Still, worldwide economic predictions for the technology are astounding. “The mobile industry is estimated to be working its way up to a $6.5 billion opportunity within the next three years, which far surpasses where adult is now,” says Tucker. “Images and video are ideal deliverables.”
Tucker scoffs at the notion that small screens will deter consumers from jumping on the mobile bandwagon. “Of course the screens on cell phones are too small [for effective delivery of video],” he says. “But you know what? People love their porn. They’ll get bigger devices.”
That’s what VS Media Inc. (www.vsmedia.com), parent company of VideoSecrets (www.videosecrets.com), is counting on, too. Although president Greg Clayman hasn’t seen much value yet in offering streaming video to cell phones because the screen size is not up to video consumers’ standards (“You’d have to be pretty creative to want to use one in the U.S.,” he says), he thinks the market for PMCs is potentially huge. Clayman is intentionally sketchy about the details, but he says his company is working on a variety of products for early adopters of the technology, many of whom will be looking for adult content.

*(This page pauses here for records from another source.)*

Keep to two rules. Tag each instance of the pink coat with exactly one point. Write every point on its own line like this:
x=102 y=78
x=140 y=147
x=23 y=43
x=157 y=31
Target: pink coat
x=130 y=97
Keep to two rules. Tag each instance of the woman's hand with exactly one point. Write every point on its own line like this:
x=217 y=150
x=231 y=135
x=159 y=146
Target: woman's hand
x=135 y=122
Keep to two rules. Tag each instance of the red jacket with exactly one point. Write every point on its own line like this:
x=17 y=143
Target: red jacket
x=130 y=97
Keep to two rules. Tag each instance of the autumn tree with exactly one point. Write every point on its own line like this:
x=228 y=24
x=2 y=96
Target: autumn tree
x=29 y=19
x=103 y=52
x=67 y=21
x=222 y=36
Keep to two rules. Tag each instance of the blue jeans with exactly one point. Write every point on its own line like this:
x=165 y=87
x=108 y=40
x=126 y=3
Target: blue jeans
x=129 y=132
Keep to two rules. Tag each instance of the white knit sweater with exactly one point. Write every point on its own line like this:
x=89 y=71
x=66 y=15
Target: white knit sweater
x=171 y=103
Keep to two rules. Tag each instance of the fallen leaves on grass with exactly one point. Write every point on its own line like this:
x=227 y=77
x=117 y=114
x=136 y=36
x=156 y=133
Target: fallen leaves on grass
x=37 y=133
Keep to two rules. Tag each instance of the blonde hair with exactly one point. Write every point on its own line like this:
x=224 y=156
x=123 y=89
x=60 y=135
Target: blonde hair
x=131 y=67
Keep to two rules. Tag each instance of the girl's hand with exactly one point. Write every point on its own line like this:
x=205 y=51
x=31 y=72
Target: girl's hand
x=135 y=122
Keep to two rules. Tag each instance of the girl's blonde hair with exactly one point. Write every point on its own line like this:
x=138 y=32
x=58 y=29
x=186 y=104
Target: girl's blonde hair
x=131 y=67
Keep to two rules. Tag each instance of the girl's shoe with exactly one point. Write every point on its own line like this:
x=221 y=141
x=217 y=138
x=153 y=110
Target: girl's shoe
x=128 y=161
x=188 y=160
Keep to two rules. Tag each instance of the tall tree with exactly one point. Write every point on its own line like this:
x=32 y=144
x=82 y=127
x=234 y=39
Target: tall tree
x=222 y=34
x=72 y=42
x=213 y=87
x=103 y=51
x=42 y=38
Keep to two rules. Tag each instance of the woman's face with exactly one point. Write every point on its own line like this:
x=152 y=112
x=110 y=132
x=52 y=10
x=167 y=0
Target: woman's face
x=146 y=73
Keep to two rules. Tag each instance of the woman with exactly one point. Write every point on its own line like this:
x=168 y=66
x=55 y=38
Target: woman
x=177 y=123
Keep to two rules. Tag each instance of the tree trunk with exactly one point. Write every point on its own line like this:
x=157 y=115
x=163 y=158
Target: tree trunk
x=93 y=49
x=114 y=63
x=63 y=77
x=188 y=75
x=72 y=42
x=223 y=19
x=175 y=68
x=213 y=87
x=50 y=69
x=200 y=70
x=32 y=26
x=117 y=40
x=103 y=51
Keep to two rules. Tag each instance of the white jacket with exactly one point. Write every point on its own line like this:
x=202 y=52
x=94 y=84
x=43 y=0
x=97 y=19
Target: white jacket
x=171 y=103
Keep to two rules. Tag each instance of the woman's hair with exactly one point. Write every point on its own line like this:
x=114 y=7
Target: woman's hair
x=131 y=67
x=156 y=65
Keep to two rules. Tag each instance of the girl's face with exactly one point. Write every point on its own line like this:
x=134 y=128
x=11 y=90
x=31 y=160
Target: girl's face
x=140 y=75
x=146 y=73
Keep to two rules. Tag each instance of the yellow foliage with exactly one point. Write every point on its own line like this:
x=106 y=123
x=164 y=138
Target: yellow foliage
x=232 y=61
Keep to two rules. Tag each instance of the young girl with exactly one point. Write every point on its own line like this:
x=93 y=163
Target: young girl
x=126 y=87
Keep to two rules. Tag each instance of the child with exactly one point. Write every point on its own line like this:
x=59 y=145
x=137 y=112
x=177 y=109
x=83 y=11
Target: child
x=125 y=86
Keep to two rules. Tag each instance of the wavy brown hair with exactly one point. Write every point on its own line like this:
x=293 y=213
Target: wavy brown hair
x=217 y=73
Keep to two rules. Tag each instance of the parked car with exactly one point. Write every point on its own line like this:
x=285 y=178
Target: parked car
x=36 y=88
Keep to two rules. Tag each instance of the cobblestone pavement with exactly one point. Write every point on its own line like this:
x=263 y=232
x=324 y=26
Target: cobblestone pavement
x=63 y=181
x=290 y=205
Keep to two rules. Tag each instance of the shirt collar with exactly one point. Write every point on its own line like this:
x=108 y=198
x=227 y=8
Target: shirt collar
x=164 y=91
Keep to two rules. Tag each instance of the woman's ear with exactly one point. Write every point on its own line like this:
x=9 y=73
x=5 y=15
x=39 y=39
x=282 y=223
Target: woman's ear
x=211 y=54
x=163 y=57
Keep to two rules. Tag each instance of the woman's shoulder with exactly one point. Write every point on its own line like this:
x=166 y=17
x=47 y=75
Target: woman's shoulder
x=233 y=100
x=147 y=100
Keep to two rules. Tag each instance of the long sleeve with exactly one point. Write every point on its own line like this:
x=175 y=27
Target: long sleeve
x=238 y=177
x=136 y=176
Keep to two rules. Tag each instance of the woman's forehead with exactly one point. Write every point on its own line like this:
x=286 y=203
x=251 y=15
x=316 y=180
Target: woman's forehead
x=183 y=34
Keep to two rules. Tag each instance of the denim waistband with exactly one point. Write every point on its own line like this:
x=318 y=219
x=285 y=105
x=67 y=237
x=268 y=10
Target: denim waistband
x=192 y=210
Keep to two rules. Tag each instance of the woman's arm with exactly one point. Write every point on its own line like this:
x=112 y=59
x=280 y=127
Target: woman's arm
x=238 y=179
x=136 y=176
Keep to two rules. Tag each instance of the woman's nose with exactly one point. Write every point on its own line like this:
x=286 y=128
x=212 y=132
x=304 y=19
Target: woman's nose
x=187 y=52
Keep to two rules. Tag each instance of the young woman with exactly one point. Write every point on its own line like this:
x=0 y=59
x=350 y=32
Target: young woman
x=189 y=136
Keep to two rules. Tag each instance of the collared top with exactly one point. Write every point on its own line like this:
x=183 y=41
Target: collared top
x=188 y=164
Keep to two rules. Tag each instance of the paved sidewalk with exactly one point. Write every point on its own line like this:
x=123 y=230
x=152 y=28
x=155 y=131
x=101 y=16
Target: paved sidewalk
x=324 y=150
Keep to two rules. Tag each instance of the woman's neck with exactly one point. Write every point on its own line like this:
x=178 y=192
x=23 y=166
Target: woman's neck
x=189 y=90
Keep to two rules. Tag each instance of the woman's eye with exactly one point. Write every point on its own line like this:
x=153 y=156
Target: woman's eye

“Adult tends to lead the technology roadway, because people will pay for [adult content] even though it’s not perfect,” Clayman says. He adds that he’s had the opportunity to interact with some of the yet-to-be-released PMCs, and “the picture is crystal clear.”
Like Falcon Foto, VS Media is focusing on European consumers first, because mobile carriers there already accept adult content on their systems and consumers are accustomed to being able to get it. Truly mobile video – streaming to PMCs or anything else – probably is still about three to five years in the future for U.S. consumers, Clayman says. “The ‘wired home’ thing is more likely here than video on portable devices, at least right now,” he says.
Tucker’s not so sure. “Bill Gates has yet to be wrong,” he says. “His company always leads the way in which technology infuses itself into society. He is a forward-thinking individual with the tools and knowledge of where tomorrow will end up, so I don’t think there’s really much guess work involved [about this].”
How portable digital content eventually will “play” in the marketplace is yet to be determined, but one thing’s for certain: Consumers will have the final say. “We believe the growth of portable media devices, in large part, [will be] governed by how easily people can take their digital media with them and by the availability of affordable, reliable storage in compact form,” says Scott Horn, director of marketing for Microsoft’s Embedded Devices Group. It also rests on whether or not content evolves that makes the acquisition of portable devices worthwhile.
Tucker believes, in the final analysis, the answer to the question about whether adult content providers should begin gearing up now is a no-brainer: “For us, it’s found money.”